I'm trying to solve Leetcode 424. Longest Repeating Character Replacement. Why is this code not working, I cannot get my head around it.

class Solution:
    def characterReplacement(self, s: str, k: int) -> int:
        l, r = 0, 0
        res = 0
        char_count = {}

        while r < len(s):
            char_count[s[r]] = char_count.get(s[r], 0) + 1
            substr_len = r - l + 1
            
            if substr_len - max(char_count.values()) <= k:
                res = max(res, substr_len)
                r += 1
            else:
                char_count[s[l]] -= 1
                l += 1
            
        
        return res

Test case:

Input
s =
"AABABBA"

k =
1

Output
5

Expected
4

While this works:

class Solution:
    def characterReplacement(self, s: str, k: int) -> int:
        l, r = 0, 0
        res = 0
        char_count = {}

        while r < len(s):
            char_count[s[r]] = char_count.get(s[r], 0) + 1
            substr_len = r - l + 1
            r += 1
            
            if substr_len - max(char_count.values()) <= k:
                res = max(res, substr_len)
            else:
                char_count[s[l]] -= 1
                l += 1
            
        
        return res

The difference between the two codes is where the right pointer is incremented. Shouldn't the right pointer only be incremented if the substr_len - max(char_count.values()) <= k? Isn't this what the first code is doing?, while the second code always increments the right pointer, even if substr_len > k?

Solution

  • The problem is that in case substr_len - max(char_count.values()) <= k is false, you are only decreasing the left bounds character count while staying at the same right bounds position. Therefore, on the next iteration you will count the right bounds character again. You would need to decrease char_count[s[r]] -= 1 as well in the else-block.

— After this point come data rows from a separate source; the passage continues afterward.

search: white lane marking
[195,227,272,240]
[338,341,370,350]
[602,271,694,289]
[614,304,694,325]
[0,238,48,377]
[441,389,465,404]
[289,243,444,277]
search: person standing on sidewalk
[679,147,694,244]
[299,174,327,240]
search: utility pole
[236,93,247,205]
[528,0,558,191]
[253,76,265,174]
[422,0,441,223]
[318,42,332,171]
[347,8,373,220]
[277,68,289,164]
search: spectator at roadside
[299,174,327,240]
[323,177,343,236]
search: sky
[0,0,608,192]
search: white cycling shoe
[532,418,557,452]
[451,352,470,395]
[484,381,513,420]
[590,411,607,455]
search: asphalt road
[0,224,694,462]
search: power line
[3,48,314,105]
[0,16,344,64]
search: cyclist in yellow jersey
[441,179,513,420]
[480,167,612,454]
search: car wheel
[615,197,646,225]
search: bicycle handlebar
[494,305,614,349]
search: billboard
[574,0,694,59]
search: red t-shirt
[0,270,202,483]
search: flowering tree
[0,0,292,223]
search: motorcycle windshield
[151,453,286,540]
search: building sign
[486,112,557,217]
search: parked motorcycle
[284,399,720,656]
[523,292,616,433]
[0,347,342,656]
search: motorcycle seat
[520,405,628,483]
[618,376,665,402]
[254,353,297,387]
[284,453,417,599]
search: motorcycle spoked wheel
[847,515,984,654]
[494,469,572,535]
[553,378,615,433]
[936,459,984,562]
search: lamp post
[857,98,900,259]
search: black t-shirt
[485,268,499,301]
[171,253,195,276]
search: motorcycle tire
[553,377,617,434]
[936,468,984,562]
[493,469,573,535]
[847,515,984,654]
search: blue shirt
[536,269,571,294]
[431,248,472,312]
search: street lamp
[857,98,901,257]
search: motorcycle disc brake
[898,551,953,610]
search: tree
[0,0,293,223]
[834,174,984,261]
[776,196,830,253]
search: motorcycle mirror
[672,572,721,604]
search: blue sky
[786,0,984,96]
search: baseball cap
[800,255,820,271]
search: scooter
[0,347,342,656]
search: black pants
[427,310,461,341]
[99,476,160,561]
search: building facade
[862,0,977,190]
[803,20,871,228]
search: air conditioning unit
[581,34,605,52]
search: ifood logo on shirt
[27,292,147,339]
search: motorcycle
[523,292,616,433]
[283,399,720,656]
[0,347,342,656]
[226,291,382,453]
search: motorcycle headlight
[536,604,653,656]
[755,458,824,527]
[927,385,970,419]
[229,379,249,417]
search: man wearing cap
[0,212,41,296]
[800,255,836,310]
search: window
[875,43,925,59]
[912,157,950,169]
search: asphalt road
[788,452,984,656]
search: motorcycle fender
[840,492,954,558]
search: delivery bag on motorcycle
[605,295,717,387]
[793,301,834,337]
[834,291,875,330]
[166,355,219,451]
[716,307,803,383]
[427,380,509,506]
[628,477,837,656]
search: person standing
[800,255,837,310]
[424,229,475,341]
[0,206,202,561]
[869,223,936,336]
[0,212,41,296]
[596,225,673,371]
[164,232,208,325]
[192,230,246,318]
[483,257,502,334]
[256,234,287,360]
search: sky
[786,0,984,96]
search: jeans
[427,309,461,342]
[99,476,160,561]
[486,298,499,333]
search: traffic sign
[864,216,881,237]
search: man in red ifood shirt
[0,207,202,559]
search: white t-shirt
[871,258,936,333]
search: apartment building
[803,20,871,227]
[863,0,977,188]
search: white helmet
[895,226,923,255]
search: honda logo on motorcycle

    That your second code works is because you are searching for the maximum possible substring length. Before entering the else-block the first time the first and the second code behave identical. When you enter the else-block you are shifting the left and the right border (instead of only the left one). But that is not a problem, because you are not interested in substrings which are shorter in length. You never have to decrease your interval length in your algorithm.

    I hope, that this was understandable. Comment if you need more explanation :)